To make strength gains, workouts must be at least 20-30 minutes long, two or three times per week, and continue to add weight or repetitions as strength improves, says the report. Strength training more than four times per week offers no additional benefit.

Just make sure the child's coach has proper credentials, says Griesemer. "We don't let anyone assist a young athlete unless they have a master's degree -- are skilled in working with kids and aware of pediatric muscle physiology."

The child's maturity is also an important factor, says Joe Chorley, MD, assistant professor of pediatrics and a sports medicine specialist at Baylor College of Medicine in Houston.


"I get the question all the time -- when is my child ready to do [strength training]?" Chorley tells WebMD. "They have to have a certain level of maturity to do it correctly. There's no specific age when they're ready."

Also, they need to do strength training for the right reasons. "Is it because some coach told the baseball team that they need to look like Mark McGwire? To look like a big athlete is not a good reason," Chorley says.

While strength training is more effective than weight lifting in building muscle, schools often put the focus in the wrong place, Chorley tells WebMD. "Unfortunately, when you get into high school football, on the weight room wall the sign says, 'How much can you lift at one time?' So there's a lot of pressure to lift as much as you can."
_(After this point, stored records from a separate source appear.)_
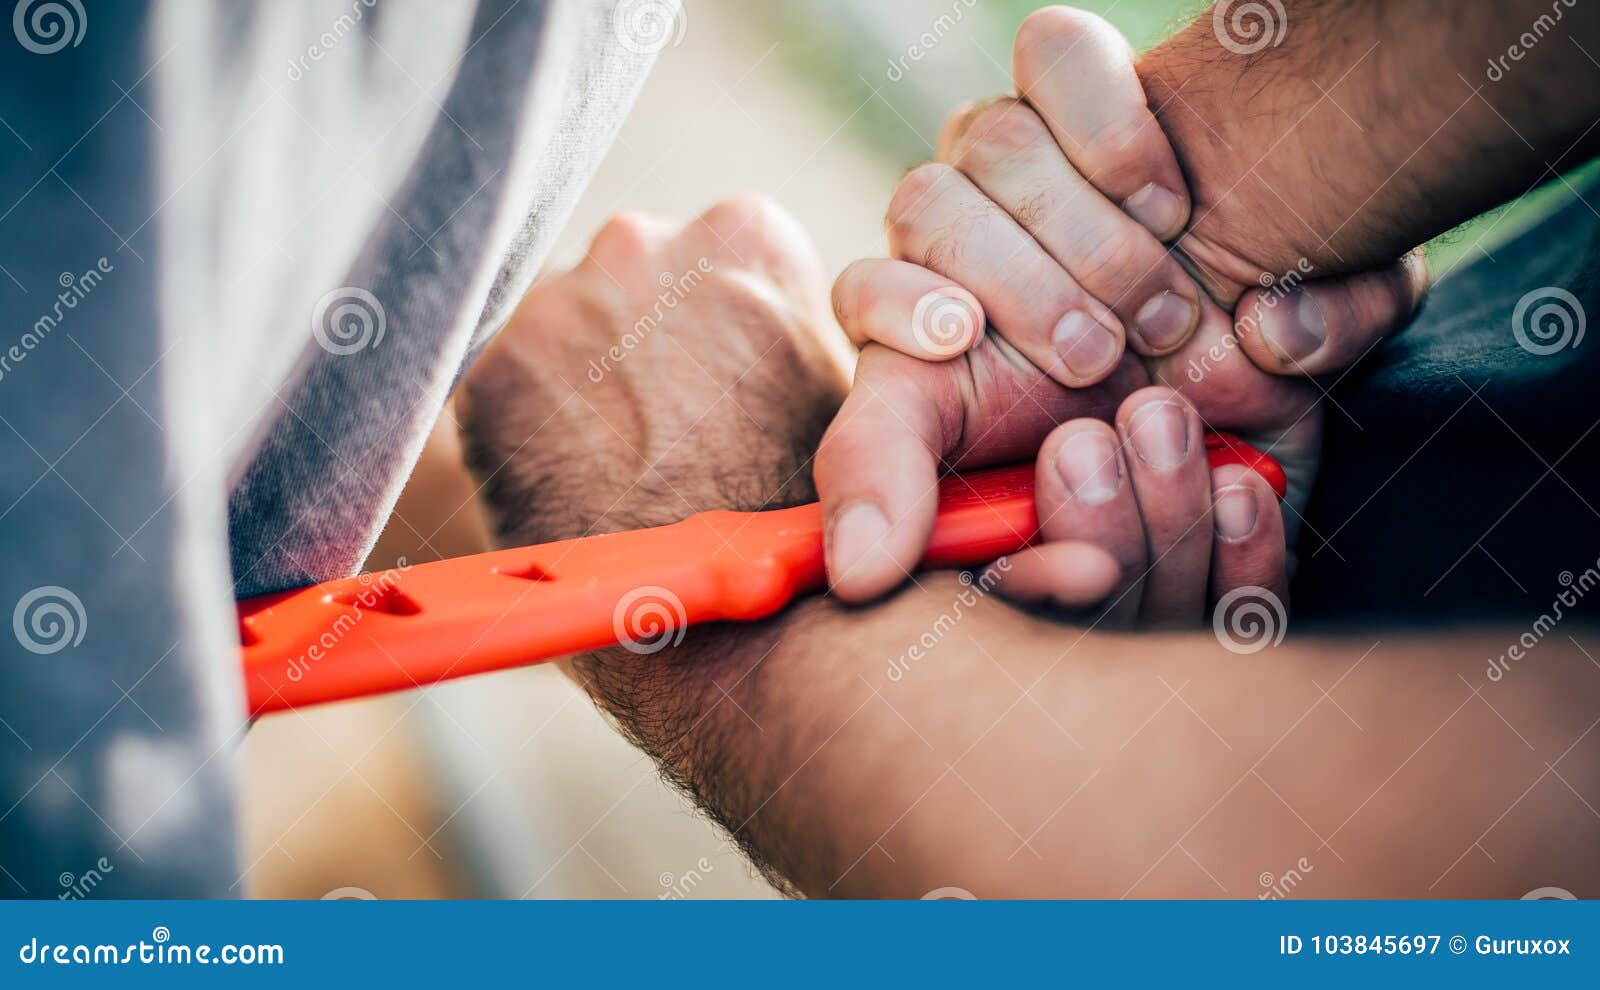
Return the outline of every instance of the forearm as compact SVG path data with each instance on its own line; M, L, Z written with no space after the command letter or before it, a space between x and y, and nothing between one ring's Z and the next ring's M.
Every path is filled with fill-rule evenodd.
M1230 51L1207 13L1139 62L1191 183L1200 249L1251 243L1238 231L1283 217L1288 236L1275 243L1287 249L1237 266L1200 259L1240 269L1231 274L1242 282L1300 257L1330 271L1386 262L1554 178L1600 141L1600 10L1590 4L1284 9L1253 22L1271 37L1281 30L1275 46Z
M1600 685L1561 636L1489 681L1515 635L1240 656L1031 619L942 575L580 669L813 896L1253 896L1289 870L1301 896L1590 889L1600 851L1570 836L1592 827Z

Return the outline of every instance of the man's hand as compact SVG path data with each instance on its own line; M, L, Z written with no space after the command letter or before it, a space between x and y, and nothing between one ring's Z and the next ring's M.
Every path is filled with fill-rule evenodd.
M829 574L849 599L893 587L920 556L941 461L1015 459L1061 419L1109 418L1151 382L1283 463L1293 522L1321 420L1317 387L1285 373L1353 360L1420 294L1411 264L1336 282L1258 271L1252 284L1287 288L1246 297L1236 330L1185 265L1230 310L1240 287L1162 243L1185 229L1189 196L1115 29L1040 11L1018 34L1015 76L1021 99L958 111L938 162L901 182L888 213L894 257L851 266L834 288L841 324L868 345L817 458ZM1315 356L1304 346L1313 330L1333 341ZM1124 333L1140 359L1123 354ZM1170 549L1152 542L1148 562Z
M1014 601L1104 599L1113 627L1192 626L1236 589L1288 596L1277 496L1241 465L1209 467L1200 419L1171 389L1139 389L1113 423L1063 423L1040 448L1035 477L1041 542L994 570Z
M458 393L497 539L810 501L809 458L844 392L835 333L810 240L770 202L613 219L534 287Z

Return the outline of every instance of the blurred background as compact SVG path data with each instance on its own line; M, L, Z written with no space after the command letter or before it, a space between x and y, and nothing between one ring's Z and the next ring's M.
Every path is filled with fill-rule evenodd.
M1077 5L1140 49L1205 6ZM799 217L830 272L881 254L896 181L950 109L1010 90L1035 6L689 0L550 265L619 210L688 218L744 190ZM1434 271L1489 254L1548 195L1438 239ZM368 566L485 549L472 490L447 413ZM270 717L244 756L255 896L777 896L554 668Z

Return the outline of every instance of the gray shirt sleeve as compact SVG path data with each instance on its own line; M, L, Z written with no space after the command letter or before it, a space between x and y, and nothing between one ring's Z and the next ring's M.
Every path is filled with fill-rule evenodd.
M361 566L660 47L633 6L0 42L0 896L247 892L233 600Z
M157 307L145 14L0 42L6 897L239 878L224 471L185 440L205 413Z

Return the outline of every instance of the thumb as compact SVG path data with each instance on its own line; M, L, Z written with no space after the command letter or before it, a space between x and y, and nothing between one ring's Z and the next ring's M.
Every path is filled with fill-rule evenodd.
M1246 293L1234 311L1234 333L1268 374L1342 371L1405 326L1427 285L1418 248L1387 268Z

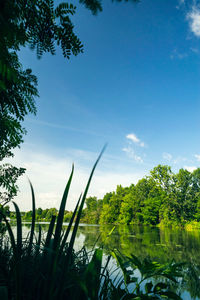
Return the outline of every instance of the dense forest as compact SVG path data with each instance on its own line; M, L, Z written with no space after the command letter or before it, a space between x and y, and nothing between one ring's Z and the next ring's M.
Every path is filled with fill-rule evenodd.
M100 224L185 224L200 220L200 168L158 165L136 185L87 199L83 220Z
M23 219L31 219L31 214L24 213ZM38 208L36 219L50 221L56 214L55 208ZM65 211L64 221L71 215ZM81 218L93 224L184 225L192 221L200 221L200 168L175 174L166 165L158 165L135 185L118 185L103 199L87 198Z

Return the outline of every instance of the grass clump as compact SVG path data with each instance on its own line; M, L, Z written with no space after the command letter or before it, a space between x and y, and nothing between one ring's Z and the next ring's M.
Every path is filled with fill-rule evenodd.
M120 267L118 279L118 275L113 276L110 272L111 255L103 263L103 247L92 252L86 251L84 247L79 252L74 251L81 212L102 153L103 151L92 169L85 191L77 202L65 232L62 228L63 217L74 167L63 193L57 219L52 216L45 238L41 227L39 233L35 234L35 196L31 183L32 223L25 239L17 204L14 203L16 237L6 216L1 213L8 236L4 235L0 239L0 299L181 299L170 285L170 282L176 282L176 278L180 276L180 265L171 263L161 266L147 260L141 262L135 256L125 259L117 251L113 251L111 255ZM70 231L72 234L68 239ZM134 276L136 268L140 271L141 278ZM161 277L166 281L159 281Z

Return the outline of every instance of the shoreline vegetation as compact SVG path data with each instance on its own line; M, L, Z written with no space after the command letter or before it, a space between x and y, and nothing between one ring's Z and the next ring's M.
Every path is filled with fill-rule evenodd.
M38 208L36 221L50 222L57 214L56 208ZM13 212L9 215L16 218ZM72 215L72 211L65 211L63 221L69 222ZM32 211L22 213L22 221L30 221L31 217ZM86 198L80 222L200 229L200 168L192 173L180 169L175 174L171 167L158 165L135 185L118 185L103 199Z
M1 299L181 300L178 280L183 277L184 263L170 261L167 264L160 264L149 258L142 261L133 253L125 257L117 249L113 249L103 259L103 245L100 247L94 245L93 251L87 252L83 247L81 251L75 252L74 242L83 205L101 155L102 153L92 169L83 196L80 196L65 231L63 231L64 212L73 168L57 216L51 216L46 237L43 237L41 226L38 234L35 234L37 218L31 183L31 228L25 239L22 234L22 217L17 204L13 202L17 221L16 238L6 215L0 213L1 221L5 222L5 230L9 236L8 241L6 235L0 235L0 266L3 266L0 268ZM113 229L106 239L112 231ZM115 260L120 270L116 275L109 269L111 259ZM135 271L139 275L136 276Z

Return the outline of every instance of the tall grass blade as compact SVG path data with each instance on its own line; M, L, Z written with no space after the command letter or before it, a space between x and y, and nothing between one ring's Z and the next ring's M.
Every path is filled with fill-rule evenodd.
M81 200L81 196L82 196L82 195L80 195L80 197L79 197L79 199L78 199L78 202L77 202L77 204L76 204L75 210L74 210L73 215L72 215L72 217L71 217L71 219L70 219L70 222L69 222L69 225L68 225L68 227L67 227L67 230L66 230L66 232L65 232L65 234L64 234L64 237L63 237L63 240L62 240L60 249L59 249L59 254L62 253L63 248L64 248L64 246L65 246L65 244L66 244L66 241L67 241L69 232L70 232L70 230L71 230L71 227L72 227L72 224L73 224L73 221L74 221L74 218L75 218L75 215L76 215L76 212L77 212L77 209L78 209L80 200Z
M12 247L12 250L13 250L13 256L16 260L17 259L17 247L16 247L16 244L15 244L15 238L14 238L13 231L11 229L11 226L10 226L8 220L6 219L6 216L1 211L0 211L0 215L2 216L4 222L6 223L6 227L7 227L7 230L8 230L9 237L10 237L11 247Z
M33 245L33 236L34 236L34 230L35 230L35 194L33 190L32 183L29 180L29 184L31 187L31 195L32 195L32 222L31 222L31 233L30 233L30 239L29 239L29 245L28 245L28 255L31 253L32 245Z
M38 232L38 238L37 238L37 243L36 243L36 257L38 256L39 252L40 252L40 245L41 245L41 239L42 239L42 228L39 225L39 232Z
M84 285L88 293L88 299L98 299L100 289L101 266L103 250L96 249L84 274Z
M104 276L104 274L105 274L105 272L106 272L106 270L107 270L107 268L108 268L108 264L109 264L110 260L111 260L111 255L109 255L109 256L107 257L106 264L105 264L105 266L104 266L104 268L103 268L103 271L102 271L102 273L101 273L101 279L103 278L103 276Z
M50 269L49 269L49 274L48 274L49 284L52 280L53 281L56 280L55 276L56 276L56 270L58 267L59 246L60 246L60 242L61 242L61 238L62 238L61 233L62 233L63 217L64 217L65 205L66 205L66 201L67 201L67 197L68 197L68 193L69 193L69 189L70 189L70 185L71 185L71 181L72 181L72 177L73 177L73 172L74 172L74 165L72 165L72 171L71 171L69 180L67 182L67 185L65 187L63 197L61 200L61 204L60 204L59 213L58 213L55 235L54 235L54 239L53 239L53 247L52 247L53 256L51 258ZM47 290L47 295L53 294L52 284L50 284L50 286L51 286L51 288Z
M17 218L17 256L19 259L22 253L22 221L21 221L21 214L19 211L19 207L15 202L13 202L13 204L15 207L16 218Z
M100 293L99 293L99 299L103 299L103 293L108 290L107 287L108 287L110 280L109 280L109 278L107 278L108 276L106 273L108 273L108 265L109 265L110 259L111 259L111 255L109 255L107 257L106 264L103 267L103 271L101 272L101 277L100 277L101 289L100 289Z
M73 173L74 173L74 165L72 165L72 171L69 177L69 180L67 182L67 185L65 187L65 191L62 197L62 201L60 204L60 209L59 209L59 213L58 213L58 218L57 218L57 224L56 224L56 230L55 230L55 236L54 236L54 242L53 242L53 249L57 249L60 243L60 235L61 235L61 231L62 231L62 225L63 225L63 217L64 217L64 212L65 212L65 205L66 205L66 201L67 201L67 196L69 193L69 189L70 189L70 185L71 185L71 181L72 181L72 177L73 177Z
M38 227L38 238L37 238L37 243L36 245L40 247L40 244L41 244L41 239L42 239L42 227L41 225L39 225Z
M101 153L99 154L99 156L98 156L98 158L97 158L97 160L96 160L96 162L95 162L95 164L92 168L92 172L91 172L90 177L88 179L88 182L87 182L87 185L86 185L86 188L85 188L82 200L81 200L81 205L80 205L79 210L78 210L76 222L75 222L75 225L74 225L74 230L72 232L71 240L70 240L70 243L69 243L69 248L68 248L68 253L67 253L67 264L70 262L70 257L71 257L72 250L73 250L73 247L74 247L74 241L75 241L76 233L77 233L77 230L78 230L78 225L79 225L79 222L80 222L81 213L82 213L82 210L83 210L83 206L84 206L84 203L85 203L87 192L88 192L88 189L89 189L89 186L90 186L90 182L92 180L92 176L94 174L96 166L97 166L101 156L103 155L103 153L105 151L105 148L106 148L106 145L103 147Z
M46 281L43 287L43 293L41 299L49 300L49 293L50 293L50 284L51 284L51 273L52 273L52 266L53 266L53 249L52 249L52 239L53 239L53 230L56 221L56 216L51 217L51 222L49 224L49 230L47 233L44 250L43 250L43 263L42 267L44 268L44 272L47 274Z
M22 222L19 207L13 202L16 218L17 218L17 247L16 247L16 261L15 261L15 286L16 286L16 300L21 300L21 255L22 255Z
M44 244L44 254L46 253L46 250L49 248L51 239L53 237L53 229L54 229L55 221L56 221L56 216L52 216L51 217L51 222L49 224L49 229L48 229L48 232L47 232L47 236L46 236L46 241L45 241L45 244Z

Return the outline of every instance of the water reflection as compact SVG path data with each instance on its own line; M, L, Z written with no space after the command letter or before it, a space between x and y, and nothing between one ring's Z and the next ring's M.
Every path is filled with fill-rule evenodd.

Weight lifting-related injuries occur because "their form just goes horrible," says Chorley. "They're stressing and straining, doing everything they can to get all this weight up, and their form goes right out the window. When that happens, kids get hurt."

"Good form is when you're controlling the weight and are able to be in control at any time," Chorley tells WebMD. "With free weights, it's making sure you have good control of the weight, you're pushing and pulling in the proper direction. You're not bouncing the weight or using your body in improper ways of leverage that puts stress and strain on muscles."

Injuries also occur when the gym does not have proper equipment sized for young athletes, Chorley says. "You put a 10-year-old kid in an adult gym, nothing is going to fit so there's no way their form is going to be good."

What causes major injuries -- falling or dropping a weight on a bone -- is "messing around in gyms," Chorley tells WebMD.

So, when kids are emotionally mature, when they're working out for the right reasons and having fun with it, Chorley says, "that's when they're more likely to stick with it."